Step 2: named entity recognition introducing word clustering.

And 5: patient characterization is obtained from medical concept embedding.

And 7: and measuring the distance between each vector after query expansion and the patient candidate document and outputting the vectors in sequence.

2. The retrospective queue selection method and device based on word vector modeling and information retrieval as claimed in claim 1, wherein: the specific implementation method of the step 1 comprises the following steps: the word segmentation processing of the data is performed in various ways, such as a "jieba word segmentation tool". Stop words other than the negative word are then removed.

3. The retrospective queue selection method and device based on word vector modeling and information retrieval as claimed in claim 1, wherein: the specific implementation method of the step 2 comprises the following steps: and carrying out named entity recognition on the electronic health case data, and introducing a word clustering method to update the named entity recognition result. Similar information is organized together to form a class according to a certain similarity measurement method, in the named entity identification process, the similarity between an entity and each entity class is calculated, and the entity class with higher similarity to the entity is selected as the entity class. And finally, improving the result of the initial named body recognition by considering the division of the entity class.

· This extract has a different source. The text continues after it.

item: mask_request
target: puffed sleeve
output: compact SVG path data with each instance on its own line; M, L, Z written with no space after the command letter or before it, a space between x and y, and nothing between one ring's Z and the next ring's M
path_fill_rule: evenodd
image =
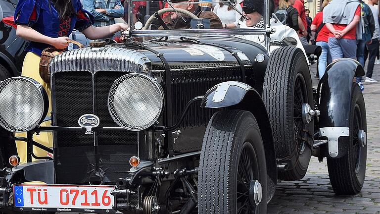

4. The retrospective queue selection method and device based on word vector modeling and information retrieval as claimed in claim 1, wherein: the specific implementation method of the step 3 is as follows: the negative word part in the electronic health case is specially processed. Adopting a 'reverse selection' method to carry out improved processing on negative parts appearing in the text, namely: firstly, finding out the entity part followed by the negative word, and defining the search result set as A. And finally, deleting the intersection set with the search set A in the result B to obtain a medical concept result set C which has positive influence on the queue selection.

5. The retrospective queue selection method and device based on word vector modeling and information retrieval as claimed in claim 1, wherein: medical concept embedding is learned using the skip-gram algorithm. The realization method comprises the following steps: for each patient, the patient data was partitioned at 10 day intervals. And performing duplicate item deletion processing on the data in each time interval area. And randomly disordering the data in each region, representing each time interval region as a unique medical concept sequence, and sending the unique medical concept sequence into a word2vec algorithm as a sentence for training. Finally, each medical concept is represented as a 200-dimensional embedded vector, and all medical concepts are mapped in the same metric space.

6. The retrospective queue selection method and device based on word vector modeling and information retrieval as claimed in claim 1, wherein: for each region in a patient clinical case divided by time intervals, a simple sentence aggregation method is used to obtain patient characterization from medical concepts.

7. The retrospective queue selection method and device based on word vector modeling and information retrieval as claimed in claim 1, wherein: the specific implementation method of the step 6 comprises the following steps: for each queue to be queried, we obtain its associated concepts through query expansion. Adding the query expansion words into the original query, respectively measuring the relation between each patient and the query vector by using cosine distance, and taking the vector of the patient closest to the cosine distance as a final score. Finally, this operation is repeated for all vectors of the expanded words.

8. The retrospective queue selection method and device based on word vector modeling and information retrieval as claimed in claim 1, wherein: the specific implementation method of the step 7 is as follows: and sorting the patients according to the distance between the patients and the query, and outputting the candidate documents according to the sorting.